Here are a couple of intriguing tales we ran in “The Walkerville Times” concerning our revolutionary but short-lived electric trolley cars (1886 – 1939) before they were deemed antiquated and unnecessary by the “progressive thinking” of our fearless leaders.
Born on the Trolley Car: Chalmers United Church
Walkerville early 1900s: a rapidly growing community increasing from about 1,000 to 3,000 in the first decade of this century. The establishment of the Ford Motor Company in 1904, together with other motor firms and diverse Walker business interests combined to bring about a remarkable population surge. The town was already served by two Protestant churches – Lincoln Road Methodist and St. Mary’s Anglican.
The large number of Scottish Presbyterians commuted to St. Andrew’s Church in Windsor by means of trolley car, which was becoming less adequate to transport the increasing numbers. Automobiles were not yet possessed by the ordinary family.
The chief subject of discussion on the trolley car while returning from St. Andrew’s was the inconvenience of the situation and the possibility of forming a local church. Steps were taken to establish a branch Sunday school in Walkerville in November, 1907. Meetings were held in Forester’s Hall on Chilver near Wyandotte [now all those neat shops, the Yoga Loft, etc.] under the superintendence of Mr. David Johnstone. The move justified itself by an increase of membership from a start of twenty to an attendance of ninety within three months.
In August, 1907, the building committee was organized consisting of Gordon M. McGregor (President of Ford Motor Company) Chairman, and [others]. They acted promptly and were able to report that the present site (north west corner of Windermere Rd. at Niagara) could be purchased for $800. … At the same meeting, it was decided that architects Williams Brothers and J. M. Watts be requested to submit plans for a building to cost between $10,000 and $15,000.
The official opening of the church took place on November 12, 1908, with Dr. G. M. Milligan preaching at both services. The Walkerville paper noted that the day was “bright and warm which made the event all the more auspicious and at both services the church was filled” and “the choir of ten male and ten female voices rendered most appropriately and pleasingly the song services”.

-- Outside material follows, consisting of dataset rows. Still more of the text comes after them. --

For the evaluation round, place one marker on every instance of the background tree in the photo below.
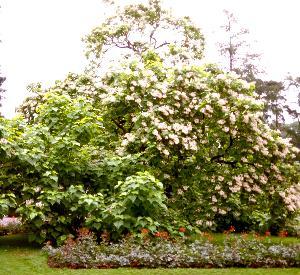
(2, 79)
(239, 59)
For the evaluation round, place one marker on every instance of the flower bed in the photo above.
(85, 252)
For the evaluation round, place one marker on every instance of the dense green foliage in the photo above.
(155, 142)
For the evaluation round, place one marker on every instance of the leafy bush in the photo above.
(10, 225)
(234, 252)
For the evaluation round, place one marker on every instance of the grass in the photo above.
(18, 257)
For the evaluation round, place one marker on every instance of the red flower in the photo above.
(162, 234)
(283, 234)
(144, 231)
(231, 228)
(267, 233)
(182, 229)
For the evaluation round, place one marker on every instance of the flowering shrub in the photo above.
(10, 225)
(234, 252)
(156, 142)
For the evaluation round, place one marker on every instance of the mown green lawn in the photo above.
(17, 257)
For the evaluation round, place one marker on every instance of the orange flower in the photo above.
(182, 229)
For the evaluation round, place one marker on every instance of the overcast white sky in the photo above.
(41, 39)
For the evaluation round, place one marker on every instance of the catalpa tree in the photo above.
(158, 141)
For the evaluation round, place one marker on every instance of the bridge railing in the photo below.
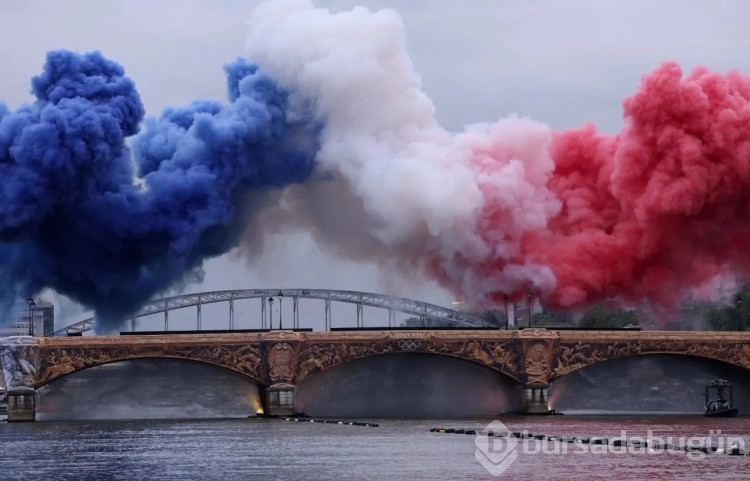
(392, 304)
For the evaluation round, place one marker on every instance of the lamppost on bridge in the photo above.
(739, 312)
(505, 300)
(528, 296)
(32, 305)
(270, 313)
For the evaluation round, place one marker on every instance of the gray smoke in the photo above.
(407, 385)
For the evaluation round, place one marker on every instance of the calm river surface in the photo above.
(398, 449)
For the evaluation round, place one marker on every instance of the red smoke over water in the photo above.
(655, 210)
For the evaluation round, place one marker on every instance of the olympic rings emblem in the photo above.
(409, 344)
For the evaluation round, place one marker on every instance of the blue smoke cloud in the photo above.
(110, 227)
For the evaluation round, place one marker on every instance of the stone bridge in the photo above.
(280, 360)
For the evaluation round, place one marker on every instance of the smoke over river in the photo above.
(646, 384)
(407, 385)
(149, 389)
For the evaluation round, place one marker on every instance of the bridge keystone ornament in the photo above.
(282, 361)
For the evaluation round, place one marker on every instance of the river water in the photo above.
(397, 449)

Rev. Peter Taylor was the first minister (March, 1909.) The congregation was made up of first and second generation Scottish, English and Irish immigrants. With the union of the Congregationalist, Methodist and Presbyterian churches in 1925, it became known as the “First Presbyterian United Church” and on its 15th anniversary in 1933, it became “Chalmers United Church.”

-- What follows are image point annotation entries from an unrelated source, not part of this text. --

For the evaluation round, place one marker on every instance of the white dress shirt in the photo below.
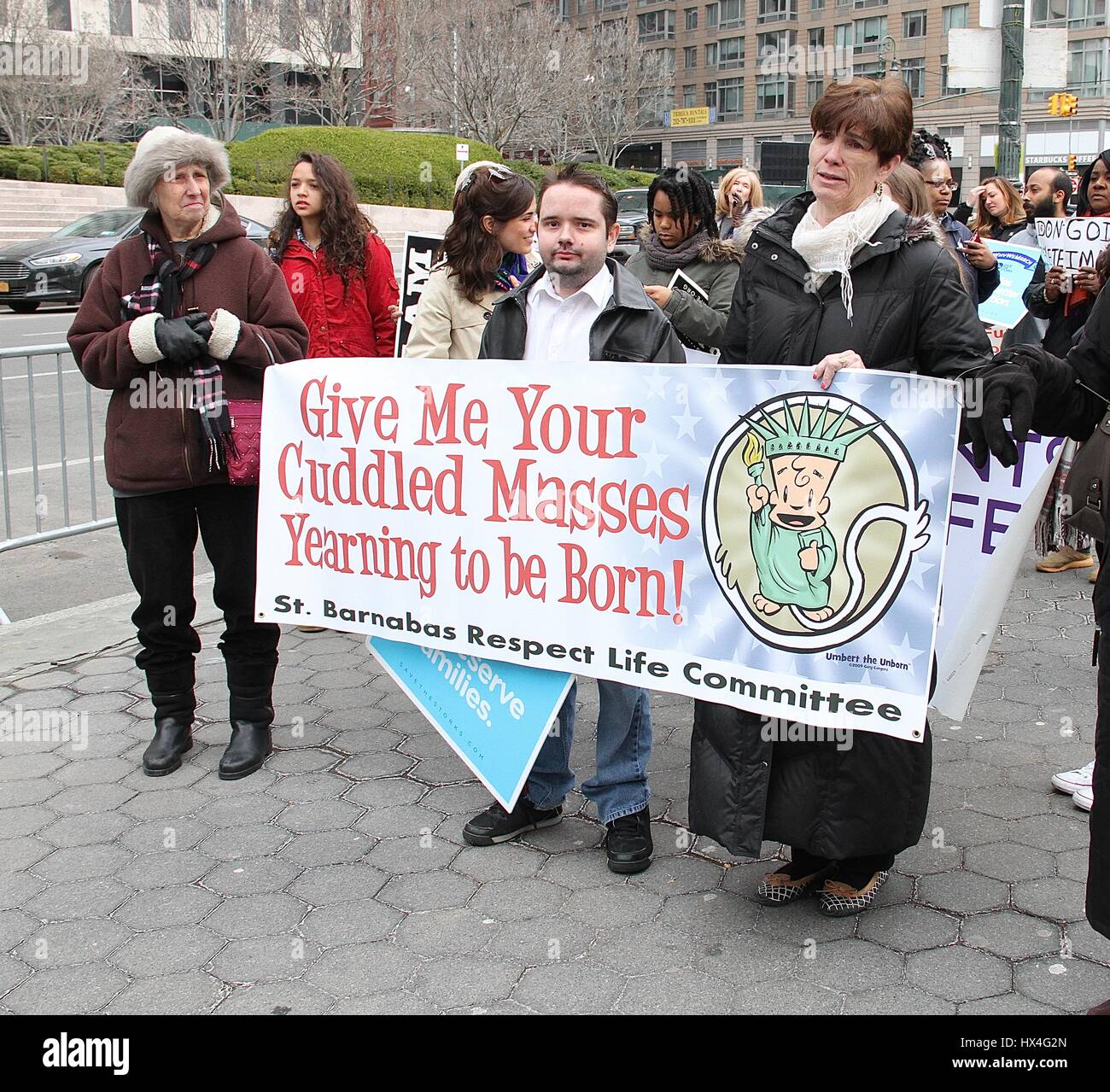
(558, 330)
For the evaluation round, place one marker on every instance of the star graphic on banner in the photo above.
(707, 622)
(906, 651)
(686, 423)
(657, 384)
(786, 383)
(653, 461)
(928, 481)
(718, 385)
(917, 575)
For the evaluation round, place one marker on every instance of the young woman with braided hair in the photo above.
(932, 155)
(681, 233)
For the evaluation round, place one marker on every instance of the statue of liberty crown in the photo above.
(806, 436)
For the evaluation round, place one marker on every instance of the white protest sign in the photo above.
(1072, 242)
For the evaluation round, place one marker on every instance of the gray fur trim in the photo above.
(166, 145)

From the Chalmers United Church Golden Anniversary Booklet 1958. Read the full story here. (Chalmers closed in 2000 due to declining enrolment. It became a private dwelling for a few years and was then purchased and is now operated by “All Nations Full Gospel Church”.)
Avid “Walkerville Times” readers Bruce and Norah Long sent the adjacent photo of a trolley running along Devonshire Road, and story below to our paper about a dozen years ago when Bruce was 87.
“This little street car travelled through Walkerville. It was named the Turnerville Trolley after a popular newspaper comic. It only had four wheels and you could rock it.
For 6 cents you could take it from Devonshire and Wyandotte, along Wyandotte for two blocks to Monmouth, up Monmouth to Ottawa St. across to Walker then up to General Motors, then along Seminole where it reversed and retraced the route back to Devonshire. This was the transportation for all the Walkerville people who worked in all the factories and businesses along Walker Rd.
During the Second World War, the double tracks for the trolley along Monmouth were torn up and cut with an acetylene torch into 2 foot lengths. They were shipped to the Hamilton Iron and Steel plant for use in the war effort.”
We ran other stories about Windsor’s amazing transit system including “The Junction – Birthplace of Windsor’s and Area’s Transit System”.
Sigh. Once again I can only shake my head when I consider everything we once had and all that we have lost.